There is an assumption on the part of owners to attribute treatment failure to poor drug efficacy (Beck et al, 2014). A successful flea control programme involves the removal of fleas from the infected host and environment (Perrins and Hendricks, 2007). Owner adherence to drug administration at regular intervals is essential to prevent reinfestation (Halos et al, 2014; Fink et al, 2016). Therefore, non-adherence can result in suboptimal pharmacotherapy and potentially treatment failure (Lavan et al, 2017). Common reasons for treatment failure include:
- Insufficient frequency of application — many pet owners have a busy lifestyle and it can be easy for flea treatment doses to be missed or not applied on time. The use of sebum stripping shampoos is likely to increase the required frequency of application of spot-on products containing fipronil and imidacloprid
- Poor compliance — if pet owners are having difficulty administering a product or are not shown how to administer a new product effectively, then correct dosage and frequency of drug treatment may not occur. If finances are an issue, then pet owners may compromise on dosing frequency recommendations beyond license claim statements and/or veterinary advice. Discussing pet owner treatment preferences and demonstrating to clients how to administer products will help to improve compliance.

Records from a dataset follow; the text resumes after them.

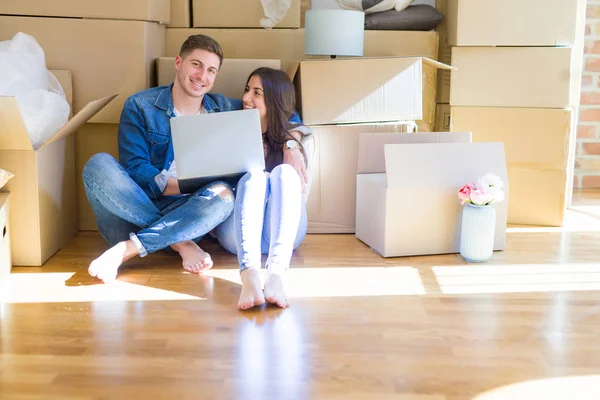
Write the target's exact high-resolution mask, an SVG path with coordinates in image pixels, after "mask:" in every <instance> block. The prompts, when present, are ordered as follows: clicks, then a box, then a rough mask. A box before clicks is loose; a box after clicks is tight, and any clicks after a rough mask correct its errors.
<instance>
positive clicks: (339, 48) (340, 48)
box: [304, 10, 365, 58]
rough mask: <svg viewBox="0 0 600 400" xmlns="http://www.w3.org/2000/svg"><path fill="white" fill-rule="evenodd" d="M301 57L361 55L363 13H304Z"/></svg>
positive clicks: (362, 44)
mask: <svg viewBox="0 0 600 400" xmlns="http://www.w3.org/2000/svg"><path fill="white" fill-rule="evenodd" d="M304 32H305V42H304V43H305V44H304V54H306V55H321V56H323V55H326V56H331V58H335V57H336V56H362V55H363V43H364V39H365V13H364V12H362V11H350V10H308V11H306V19H305V23H304Z"/></svg>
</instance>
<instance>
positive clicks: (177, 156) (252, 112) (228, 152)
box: [171, 109, 265, 193]
mask: <svg viewBox="0 0 600 400" xmlns="http://www.w3.org/2000/svg"><path fill="white" fill-rule="evenodd" d="M171 135H172V137H173V151H174V153H175V163H176V165H177V180H178V181H179V188H180V190H181V193H192V192H194V191H196V190H198V189H200V188H202V187H203V186H205V185H207V184H209V183H212V182H214V181H217V180H223V181H226V182H227V183H229V184H230V185H232V186H235V185H236V184H237V182H238V181H239V179H240V178H241V177H242V176H243V175H244V174H245V173H246V172H248V171H250V170H253V169H260V170H264V169H265V158H264V150H263V142H262V131H261V128H260V116H259V112H258V110H256V109H253V110H240V111H227V112H218V113H210V114H198V115H185V116H181V117H176V118H171Z"/></svg>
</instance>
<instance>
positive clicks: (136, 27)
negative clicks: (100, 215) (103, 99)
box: [0, 0, 171, 265]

Practice healthcare plans, where cost of flea treatments are spread over time, can also be beneficial
- Not all pets in the house being treated — cat fleas are highly adaptable and capable of infesting and reproducing on a variety of mammals as well as cats, including dogs, rabbits and ferrets. Clients may not realise that rabbits and ferrets may be infested with cat fleas and it is important therefore to ensure all pets in the house have been treated with an appropriate product. Clients may also not mention stray or owned cats that visit the house from elsewhere. Unless they are all treated, or access to the house prevented, then flea control will fail
- Wildlife — wildlife harbouring cat fleas may be brought into homes as casualties for rehabilitation or inhabit outbuildings
- Other varieties of fleas being present — bird and rodent fleas may invade homes from abandoned nests and outbuildings, leading to infestations that are not directly linked to flea infestations on pets. In these cases, elimination of environmental sources of flea infestation are the key to control
- Outdoor re-exposure — fleas may be seen on pets because they are visiting animal burrows or other people's homes with infestations leading to acquisition of adult fleas. Flea products can take up to 24 hours to kill fleas and still provide effective control in a household but as a result, live fleas from other sources may still be seen. This gives the impression that flea control is failing. It takes at least 3 to 4 months to get rid of an existing flea infestation.
Conclusion
Flea control challenges continue to occur. Fleas are not only serious pests to companion pets, but are also associated with public health concerns. Many treatment and preventative products have been developed and proven to be safe and effective in the management of flea infestation. However, the success of flea control programmes varies widely for different reasons and treatment failure is not uncommon in clinical practice. Failure to untangle the reasons for poor flea treatment outcomes will have possible implications with respect of the pet owner's experience and satisfaction. Chemotherapeutic products are and will remain the mainstay of any flea treatment protocol. Therefore, we should be more proactive and mitigate the factors that can prevent anti-flea products from achieving their maximum therapeutic potential.
KEY POINTS
- Fleas are serious pests and flea control challenges continue to occur.
- Successful flea control relies mainly on the use of effective anti-flea products and pet owners adhering to treatment recommendations.
- The failure to reach adequate flea control is more likely due to poor owner compliance rather than lack of drug efficacy.
- Veterinary staff should be proactive in providing rationale for the use of anti-flea products and reassure owners of their effectiveness with the aim of maximising compliance.
- There is a need to gain a better understanding of how owner compliance might be optimised as part of a strategy to improve flea control success in dogs and cats.